Martin has other external problems, like a slightly crazy housekeeper and a slightly crazier executive assistant. One has to wonder if the writers hear somewhere that a male character is made funny by surrounding him with nutty women. They get nuttier–Eddie fixes Martin up with a series of three women; one turns out to be married, one is obsessively looking for a commitment, and one has a very specific fetish that makes Marin physically ill.
The pilot makes a point of informing its audience that it will be pushing the envelope. It is peppered with language and sexual innuendo, sometimes as an end in itself, as with the scene where Eddie nonsensically interviews “Lawyers in Lingerie.” What was edgy in 1990 now seems kinda lame.
What I find most crazy about this show is, it’s created by Marta Kauffman and David Crane, and executive produced by Kevin Bright… the ingredients for Bright Kauffman Crane, the sit-com masterminds behind Friends. (There is stock footage in Dream On of the outside of a New York apartment building that was also used in Friends.) Considering how compelling the Central Perk Six are as characters, it’s hard to believe the same people cooked up Martin Tupper et al. Then you remember that they were also responsible for Joey.
The addition of the old movie clips really doesn’t do much for the show.
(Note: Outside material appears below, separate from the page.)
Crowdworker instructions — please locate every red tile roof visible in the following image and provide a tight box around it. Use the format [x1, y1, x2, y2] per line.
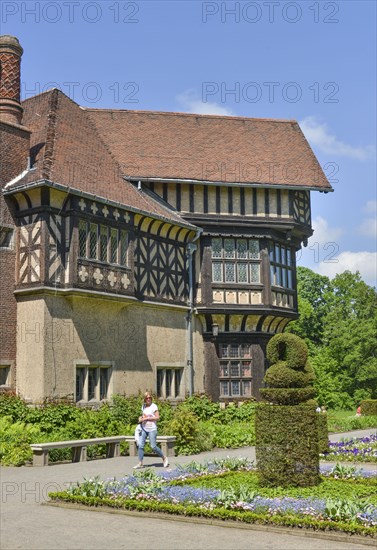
[8, 88, 331, 224]
[13, 89, 195, 228]
[86, 109, 332, 191]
If anything, it slows it down. But maybe this was just the gimmick it needed at the time.
At the end we get a taste for what Martin, Judith, and Jeremy are like as a family. Although this scene also marks the end of their life together–Martin signs the papers–it’s understood that they will still be in each others lives, and in ours, as viewers. The scene demonstrates the show’s heart and gives a hint it might be worth continuing to watch.